For a performance of traditional music, a performer selects a number of gusheh-ha, not from the entire radif, but from one dastgah, to use as a framework for his improvisation. In Persian music the performer has a wide latitude for originality, especially because the number of gusheh-ha in a dastgah, their order, the ways of joining them, and the styles in which each may be played are only loosely defined by tradition.

A central problem in analyzing the radif is this : there is no one authentic version of any melody. This might well be expected, considering that each gusheh functions only as a model for improvisation, not as a finished composition. In a music that is improvised, the major objective is individual expression rather than a strict adherence to the model; and to be judged creative, a performer must alter and embellish the gusheh. Also, the radif has been handed down orally for centuries. Every master had, and to a large extent still has, his own version of each gusheh that is passed on to his students and followers. Notation was not widely used for teaching purposes until the twentieth century, and much of this music is still taught by rote. For these reasons, there is very little consensus among Persian musicians concerning the melodies of the radif.

Illustrating this wide latitude of musical opinion is the recent attempt of the Iranian government to prepare an official version of the radif. Because so many variations exist, even among the musicians of one city, Tehran, it was rightly decided that a compilation of opinion was necessary to ascertain the most authentic reading for each gusheh. A panel of the country's leading musicians was chosen, which was to meet weekly for the length of time necessary to agree upon and prepare this "official radif." Anyone who is familiar with Iran, or with any culture where values of individuality are prized over and above collective thinking and where artistic independence is the chief merit of a musical performance, would recognize that the chances of this group's ever reaching agreement were remarkably slim.
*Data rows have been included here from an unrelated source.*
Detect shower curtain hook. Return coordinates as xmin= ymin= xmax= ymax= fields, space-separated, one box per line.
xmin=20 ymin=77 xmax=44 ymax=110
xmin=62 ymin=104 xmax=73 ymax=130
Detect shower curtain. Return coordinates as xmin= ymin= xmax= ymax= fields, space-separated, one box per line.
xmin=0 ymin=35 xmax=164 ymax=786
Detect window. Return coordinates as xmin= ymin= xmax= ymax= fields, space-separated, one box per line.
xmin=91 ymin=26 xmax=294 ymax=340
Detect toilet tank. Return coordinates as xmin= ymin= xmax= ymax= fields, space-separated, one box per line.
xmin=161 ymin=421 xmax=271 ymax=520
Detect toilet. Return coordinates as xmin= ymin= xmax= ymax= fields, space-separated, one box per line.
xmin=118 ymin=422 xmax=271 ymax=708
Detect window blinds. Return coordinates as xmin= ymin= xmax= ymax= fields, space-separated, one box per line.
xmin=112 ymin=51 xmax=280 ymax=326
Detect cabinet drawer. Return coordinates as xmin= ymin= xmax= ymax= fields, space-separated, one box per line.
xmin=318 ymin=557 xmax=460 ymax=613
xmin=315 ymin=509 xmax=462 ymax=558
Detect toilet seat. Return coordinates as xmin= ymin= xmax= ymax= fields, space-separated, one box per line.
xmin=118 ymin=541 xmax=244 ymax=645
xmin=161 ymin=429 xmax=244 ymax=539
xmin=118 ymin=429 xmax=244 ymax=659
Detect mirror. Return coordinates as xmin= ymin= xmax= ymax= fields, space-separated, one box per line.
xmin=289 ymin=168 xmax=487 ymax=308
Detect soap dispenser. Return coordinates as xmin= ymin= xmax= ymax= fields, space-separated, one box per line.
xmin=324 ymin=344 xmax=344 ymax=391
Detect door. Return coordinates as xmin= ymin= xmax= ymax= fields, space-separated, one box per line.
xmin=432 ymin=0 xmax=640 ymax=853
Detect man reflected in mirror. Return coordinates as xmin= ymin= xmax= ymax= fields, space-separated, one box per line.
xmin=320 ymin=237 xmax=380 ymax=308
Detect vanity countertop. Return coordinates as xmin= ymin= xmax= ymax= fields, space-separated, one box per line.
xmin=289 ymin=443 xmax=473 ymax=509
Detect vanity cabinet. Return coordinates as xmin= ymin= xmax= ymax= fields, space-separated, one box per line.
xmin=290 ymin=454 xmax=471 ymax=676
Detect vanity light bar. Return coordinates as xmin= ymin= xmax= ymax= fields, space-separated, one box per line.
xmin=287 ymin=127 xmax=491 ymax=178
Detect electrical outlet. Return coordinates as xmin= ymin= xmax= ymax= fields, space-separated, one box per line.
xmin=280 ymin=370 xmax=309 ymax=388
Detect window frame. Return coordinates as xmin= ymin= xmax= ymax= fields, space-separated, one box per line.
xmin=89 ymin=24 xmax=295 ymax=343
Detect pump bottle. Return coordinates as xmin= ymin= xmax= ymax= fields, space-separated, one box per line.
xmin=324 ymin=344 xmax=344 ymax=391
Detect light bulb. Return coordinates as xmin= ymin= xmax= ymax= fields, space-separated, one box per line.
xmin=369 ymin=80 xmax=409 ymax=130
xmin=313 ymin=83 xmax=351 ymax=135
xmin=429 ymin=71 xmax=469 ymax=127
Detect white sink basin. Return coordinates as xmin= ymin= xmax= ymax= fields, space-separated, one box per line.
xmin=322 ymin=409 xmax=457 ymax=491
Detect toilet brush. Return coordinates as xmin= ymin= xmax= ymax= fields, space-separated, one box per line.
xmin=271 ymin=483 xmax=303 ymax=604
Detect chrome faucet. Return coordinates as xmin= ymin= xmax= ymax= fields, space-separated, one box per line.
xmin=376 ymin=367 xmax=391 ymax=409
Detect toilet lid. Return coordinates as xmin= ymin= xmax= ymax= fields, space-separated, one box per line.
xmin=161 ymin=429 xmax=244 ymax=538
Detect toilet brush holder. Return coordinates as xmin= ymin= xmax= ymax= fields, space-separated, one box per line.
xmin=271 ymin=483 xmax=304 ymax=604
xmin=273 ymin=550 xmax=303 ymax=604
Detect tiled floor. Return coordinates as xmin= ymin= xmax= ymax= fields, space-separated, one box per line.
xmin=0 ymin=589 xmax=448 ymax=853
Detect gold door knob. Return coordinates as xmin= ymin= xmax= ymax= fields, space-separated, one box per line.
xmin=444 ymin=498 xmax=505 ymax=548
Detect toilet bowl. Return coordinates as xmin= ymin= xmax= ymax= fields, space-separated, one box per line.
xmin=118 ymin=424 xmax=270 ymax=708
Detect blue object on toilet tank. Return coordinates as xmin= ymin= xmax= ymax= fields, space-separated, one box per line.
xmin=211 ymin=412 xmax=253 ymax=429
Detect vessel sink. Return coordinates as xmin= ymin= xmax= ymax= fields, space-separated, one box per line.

Indeed, the panel was soon disbanded, and it was decided that, instead of performing musicians, the country's leading musicologists—supposedly a more scientific, more objective group—should make the choice. Apparently this group achieved even less consensus than the first, for the task was finally given to a single person. Mussa Mac ruffi did complete a transciption of the radif, which the government of Iran celebrated by a lavish publication. (It is noteworthy that these difficulties are not related in the French translation but only in the Persian version of the preface.) Although that official radif claims to be based on different radif-ha by many leading masters, it is more likely that it is solely the work of the transcriber, Mr. Marufi. Hence, to present a less biased sample, this study will quote several other versions of each melody in addition to gusheh-ha from the Maruffi radif.

Reliable sources for brief musical illustrations of each dastgah are the theory books. In the Persian language three major works have been written in this century by the musicians responsible for most musical publications in Iran: Hedayat, Vaziri, and Khaleqi. A fourth work containing musical examples from each dastgah, many of them original, was written in German by the Persian theorist Khatchi Khatchi. In a French source by Mehdi Barkechli, the musical examples are taken from a less accessible Persian source. And, an excellent theoretical work in English, containing the largest number of musical illustrations of all the theory books, is the dissertation by Hormoz Farhat.